Why iis it that there are apparently no constraints on war spending from
these nominally fically-conservative "leaders"?
  
inkwell.vue.231 : Carol Brightman, "Total Insecurity: The Myth of American Omnipotence"
permalink #46 of 75: Eric Mankin (stet) Wed 1 Dec 04 16:27
    
I'd imagine that thousands of heavily armed highly paid men working
outside the military chain of command in a theater of operations would
drive the military crazy. But aren't they still there -- are the
numbers going up or down?
  
inkwell.vue.231 : Carol Brightman, "Total Insecurity: The Myth of American Omnipotence"
permalink #47 of 75: Carol Brightman (carolbrightman) Wed 1 Dec 04 17:39
    
The numbers have gone way down. They're mostly ex-solders, mostly
special forces, hungry for more money and less supervision. But no more
match for the iraqi insurgents than the marines. But like I say, they
remain mainly as guards.

David: the war spending is two kinds: the 200 billion dollar Iraqi
war, which is paid out as "supplementals" by Congress, and Congress
(conservative or liberal) has never voted down a war.. And second are
approriations for "war systems," like the near 500 billion dollar
congressional appropriations in 2004 for Lockheed-Martin,
Northrup-Grumman, etc. who used to be "airplane companies" and now call
themselves "warfare companies." It's so basic to what it means to
represent your constituents in this state or that, that it's hard to
imagine anymone standing up to oppose them. Of course they have
precious little to do with asymmetric warfare in Middle East.
  
inkwell.vue.231 : Carol Brightman, "Total Insecurity: The Myth of American Omnipotence"
permalink #48 of 75: Eric Mankin (stet) Fri 3 Dec 04 09:50
    
This story in today's Washington Post struck me:

BAGHDAD, Dec. 2 -- Citing security concerns, the U.S. Embassy on
Thursday banned its employees from using the highway linking the
embassy area to the international airport, a 10-mile stretch of road
plagued by frequent suicide car-bomb attacks.

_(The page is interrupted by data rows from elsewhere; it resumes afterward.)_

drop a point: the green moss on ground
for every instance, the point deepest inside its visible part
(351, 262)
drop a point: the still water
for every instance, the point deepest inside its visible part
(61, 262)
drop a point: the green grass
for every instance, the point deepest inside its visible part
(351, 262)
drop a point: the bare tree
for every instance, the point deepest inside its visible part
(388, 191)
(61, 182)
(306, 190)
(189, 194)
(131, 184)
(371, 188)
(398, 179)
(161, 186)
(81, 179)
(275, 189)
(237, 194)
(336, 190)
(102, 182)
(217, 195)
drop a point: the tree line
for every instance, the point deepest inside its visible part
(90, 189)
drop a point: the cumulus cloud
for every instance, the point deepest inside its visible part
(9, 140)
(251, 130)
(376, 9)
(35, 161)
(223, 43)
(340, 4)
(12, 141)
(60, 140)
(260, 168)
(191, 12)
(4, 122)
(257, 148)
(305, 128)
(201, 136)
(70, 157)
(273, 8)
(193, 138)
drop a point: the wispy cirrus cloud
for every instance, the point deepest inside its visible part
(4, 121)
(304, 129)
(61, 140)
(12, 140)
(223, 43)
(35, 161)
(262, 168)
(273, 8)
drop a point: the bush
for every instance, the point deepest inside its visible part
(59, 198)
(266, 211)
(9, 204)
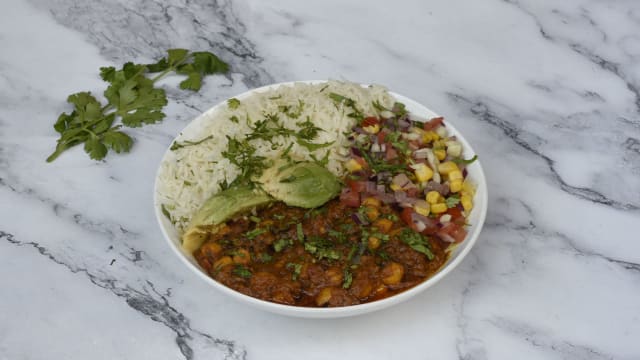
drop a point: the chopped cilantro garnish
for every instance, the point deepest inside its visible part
(265, 258)
(348, 279)
(280, 244)
(242, 271)
(176, 145)
(255, 232)
(466, 162)
(295, 268)
(299, 232)
(350, 103)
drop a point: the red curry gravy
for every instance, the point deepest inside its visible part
(331, 256)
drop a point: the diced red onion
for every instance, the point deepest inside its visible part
(421, 153)
(425, 220)
(443, 189)
(386, 198)
(359, 219)
(446, 237)
(401, 180)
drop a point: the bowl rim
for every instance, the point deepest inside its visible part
(334, 312)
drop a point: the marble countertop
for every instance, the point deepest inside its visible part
(548, 93)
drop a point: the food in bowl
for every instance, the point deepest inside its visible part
(318, 195)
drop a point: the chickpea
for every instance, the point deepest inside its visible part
(211, 249)
(392, 273)
(241, 256)
(371, 202)
(222, 262)
(323, 297)
(334, 276)
(372, 213)
(223, 230)
(384, 225)
(374, 242)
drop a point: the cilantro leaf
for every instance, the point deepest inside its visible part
(132, 100)
(192, 82)
(241, 271)
(118, 141)
(108, 73)
(202, 63)
(96, 149)
(312, 146)
(135, 98)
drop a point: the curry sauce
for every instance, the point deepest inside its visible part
(329, 256)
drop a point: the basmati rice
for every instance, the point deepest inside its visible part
(191, 174)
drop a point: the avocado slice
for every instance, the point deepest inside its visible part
(305, 184)
(219, 208)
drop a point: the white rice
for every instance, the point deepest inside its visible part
(192, 174)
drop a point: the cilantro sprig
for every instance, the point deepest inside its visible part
(133, 100)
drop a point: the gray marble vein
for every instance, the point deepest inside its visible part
(547, 92)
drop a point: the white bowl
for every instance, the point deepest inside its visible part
(476, 219)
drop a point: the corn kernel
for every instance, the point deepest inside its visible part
(423, 172)
(423, 209)
(454, 148)
(455, 175)
(447, 167)
(440, 153)
(384, 225)
(455, 185)
(372, 129)
(467, 202)
(438, 208)
(468, 187)
(352, 165)
(371, 201)
(430, 136)
(433, 197)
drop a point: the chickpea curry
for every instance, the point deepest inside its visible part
(334, 255)
(298, 235)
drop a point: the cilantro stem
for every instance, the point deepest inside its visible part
(170, 69)
(162, 74)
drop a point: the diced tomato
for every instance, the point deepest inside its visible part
(405, 215)
(381, 135)
(456, 214)
(390, 152)
(433, 123)
(369, 121)
(361, 161)
(357, 185)
(412, 192)
(430, 230)
(350, 198)
(454, 231)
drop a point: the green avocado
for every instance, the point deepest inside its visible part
(306, 184)
(219, 208)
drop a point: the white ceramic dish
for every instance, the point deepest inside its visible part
(476, 219)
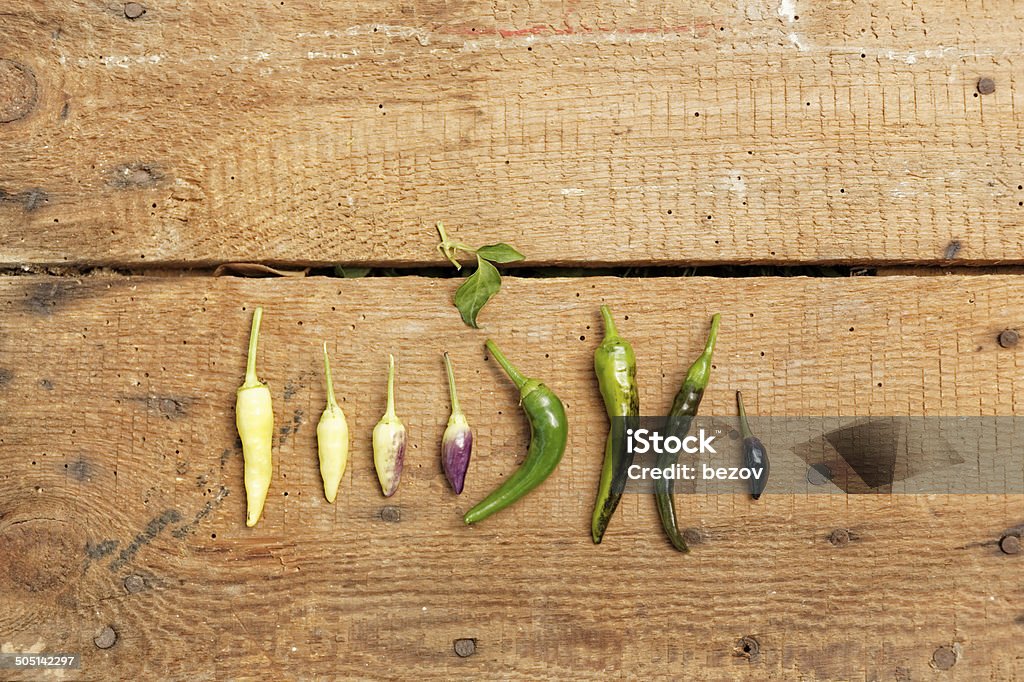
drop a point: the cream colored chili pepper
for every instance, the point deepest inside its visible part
(254, 418)
(389, 441)
(332, 438)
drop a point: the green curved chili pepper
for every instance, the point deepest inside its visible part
(684, 409)
(615, 367)
(549, 431)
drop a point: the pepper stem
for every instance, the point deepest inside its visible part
(744, 428)
(713, 335)
(609, 323)
(449, 248)
(330, 384)
(390, 387)
(456, 410)
(699, 372)
(517, 378)
(251, 378)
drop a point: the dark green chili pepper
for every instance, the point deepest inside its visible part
(615, 367)
(684, 409)
(549, 431)
(755, 455)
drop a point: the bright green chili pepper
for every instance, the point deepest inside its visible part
(615, 367)
(549, 431)
(684, 409)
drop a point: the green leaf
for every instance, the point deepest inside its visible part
(350, 272)
(476, 291)
(500, 253)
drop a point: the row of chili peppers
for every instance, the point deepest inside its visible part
(614, 364)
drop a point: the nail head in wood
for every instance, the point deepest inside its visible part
(749, 646)
(840, 538)
(465, 647)
(944, 657)
(1009, 338)
(1010, 544)
(133, 10)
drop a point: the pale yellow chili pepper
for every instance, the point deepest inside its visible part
(254, 418)
(332, 438)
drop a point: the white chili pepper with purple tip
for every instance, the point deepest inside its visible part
(457, 444)
(389, 441)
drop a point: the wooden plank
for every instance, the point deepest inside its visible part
(204, 132)
(121, 499)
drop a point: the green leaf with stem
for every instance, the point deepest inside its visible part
(500, 253)
(476, 291)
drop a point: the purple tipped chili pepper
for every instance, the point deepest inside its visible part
(457, 444)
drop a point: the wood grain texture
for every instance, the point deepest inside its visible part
(749, 131)
(121, 498)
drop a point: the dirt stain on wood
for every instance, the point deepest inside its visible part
(201, 514)
(169, 407)
(135, 175)
(153, 528)
(80, 469)
(29, 200)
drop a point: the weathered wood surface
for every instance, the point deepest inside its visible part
(121, 498)
(203, 132)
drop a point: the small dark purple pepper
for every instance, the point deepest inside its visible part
(755, 455)
(457, 443)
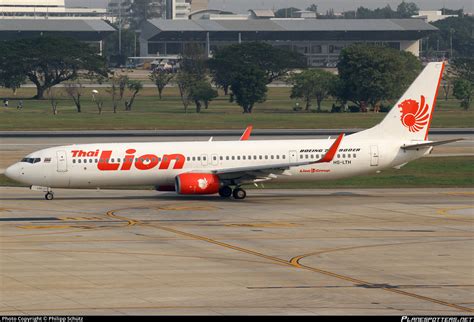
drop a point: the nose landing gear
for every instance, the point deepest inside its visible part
(238, 193)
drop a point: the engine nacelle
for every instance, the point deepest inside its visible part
(197, 184)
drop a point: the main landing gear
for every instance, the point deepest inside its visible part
(238, 193)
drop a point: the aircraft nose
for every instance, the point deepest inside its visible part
(13, 172)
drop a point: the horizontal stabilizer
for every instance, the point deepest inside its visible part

The move, which followed similar action by the British this week,
reflected the growing difficulty that U.S. forces are having ensuring
safe passage along the high-profile route. Precisely because of the
road's importance, insurgents have shown increasing boldness and
ferocity in targeting vehicles used by U.S. military personnel and
civilian contractors.

A large armored bus, nicknamed the Rhino, had been carrying passengers
to and from the airport. But it stopped operating last week after
being struck by a car bomb. No one on the bus was injured, but its
engine was damaged.

http://www.washingtonpost.com/wp-dyn/articles/A29731-2004Dec2.htm

If we can't secure the road to the airport  what does that say about
our hold on the rest of the country?
  
inkwell.vue.231 : Carol Brightman, "Total Insecurity: The Myth of American Omnipotence"
permalink #49 of 75: gazorinblat (dwaite) Fri 3 Dec 04 11:09
    
Last week also announced the largest contingent of US forces 150k in Iraq,
and todays Chicago Tribune noted that bed space is at a premium for solders
in Iraq because of the longer tours that wear heavily on the soldiers...

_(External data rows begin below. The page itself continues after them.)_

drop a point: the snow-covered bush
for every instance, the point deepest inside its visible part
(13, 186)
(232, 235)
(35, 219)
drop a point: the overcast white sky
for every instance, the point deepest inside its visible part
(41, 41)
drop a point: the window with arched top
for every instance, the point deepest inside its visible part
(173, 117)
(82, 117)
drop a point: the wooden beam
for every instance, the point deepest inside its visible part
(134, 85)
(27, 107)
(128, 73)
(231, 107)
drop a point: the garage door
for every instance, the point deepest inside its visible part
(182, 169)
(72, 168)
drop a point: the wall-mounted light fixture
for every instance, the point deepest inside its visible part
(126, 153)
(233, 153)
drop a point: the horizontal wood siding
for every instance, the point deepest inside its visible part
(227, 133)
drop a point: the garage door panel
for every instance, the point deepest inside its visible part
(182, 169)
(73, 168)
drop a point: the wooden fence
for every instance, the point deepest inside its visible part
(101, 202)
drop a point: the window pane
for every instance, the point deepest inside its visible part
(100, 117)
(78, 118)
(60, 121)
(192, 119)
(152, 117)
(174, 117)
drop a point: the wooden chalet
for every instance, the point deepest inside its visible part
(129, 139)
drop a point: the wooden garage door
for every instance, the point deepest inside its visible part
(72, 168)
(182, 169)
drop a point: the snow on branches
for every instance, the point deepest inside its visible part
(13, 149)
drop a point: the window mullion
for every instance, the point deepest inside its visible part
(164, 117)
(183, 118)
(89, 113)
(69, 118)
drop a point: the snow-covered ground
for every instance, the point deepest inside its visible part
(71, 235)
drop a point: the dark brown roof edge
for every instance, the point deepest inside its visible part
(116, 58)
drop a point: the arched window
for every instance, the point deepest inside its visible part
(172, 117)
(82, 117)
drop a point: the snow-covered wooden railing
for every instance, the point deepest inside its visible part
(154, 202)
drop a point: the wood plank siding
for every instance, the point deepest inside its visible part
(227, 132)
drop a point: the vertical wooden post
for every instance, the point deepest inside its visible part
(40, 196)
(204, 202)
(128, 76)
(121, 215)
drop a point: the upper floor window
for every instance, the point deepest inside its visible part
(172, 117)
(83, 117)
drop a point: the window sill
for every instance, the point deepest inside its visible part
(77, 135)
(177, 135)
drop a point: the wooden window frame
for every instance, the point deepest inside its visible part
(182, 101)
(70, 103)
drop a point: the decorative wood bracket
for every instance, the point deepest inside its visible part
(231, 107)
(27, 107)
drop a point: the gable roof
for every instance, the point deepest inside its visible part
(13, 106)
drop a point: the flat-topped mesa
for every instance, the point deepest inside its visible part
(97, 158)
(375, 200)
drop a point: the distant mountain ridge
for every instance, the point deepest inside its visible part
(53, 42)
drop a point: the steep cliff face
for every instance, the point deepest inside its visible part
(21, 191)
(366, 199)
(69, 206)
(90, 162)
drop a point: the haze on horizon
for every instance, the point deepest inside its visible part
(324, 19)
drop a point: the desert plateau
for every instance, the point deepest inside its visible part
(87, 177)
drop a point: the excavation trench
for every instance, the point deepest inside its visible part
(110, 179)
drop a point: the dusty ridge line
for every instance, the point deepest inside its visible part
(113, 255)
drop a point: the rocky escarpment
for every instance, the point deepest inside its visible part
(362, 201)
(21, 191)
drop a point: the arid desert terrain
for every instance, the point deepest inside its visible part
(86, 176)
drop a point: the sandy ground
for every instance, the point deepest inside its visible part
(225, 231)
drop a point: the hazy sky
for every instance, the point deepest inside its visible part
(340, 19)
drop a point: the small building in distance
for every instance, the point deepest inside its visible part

I'm wondering about Vietnam and the soliders that would do multiple back to
back tours - do you think it was a sense of obligation, fear of coming home,
self-served attitude?  More to the point, Carol, and I have a bunch more
quesitons about yoru book, it's wonderfully imformative, but I digress - Can
you share with us your thoughts on the effects of soldiers in an occupied
land and time in country - longer tours, breaks from combat, etc?
  
inkwell.vue.231 : Carol Brightman, "Total Insecurity: The Myth of American Omnipotence"
permalink #50 of 75: David Gans (tnf) Fri 3 Dec 04 12:22
    

Our next interview has taken center stage, but there's no reason why this one
has to stop.  Carol and Eric, thank you for doing this, and please carry on!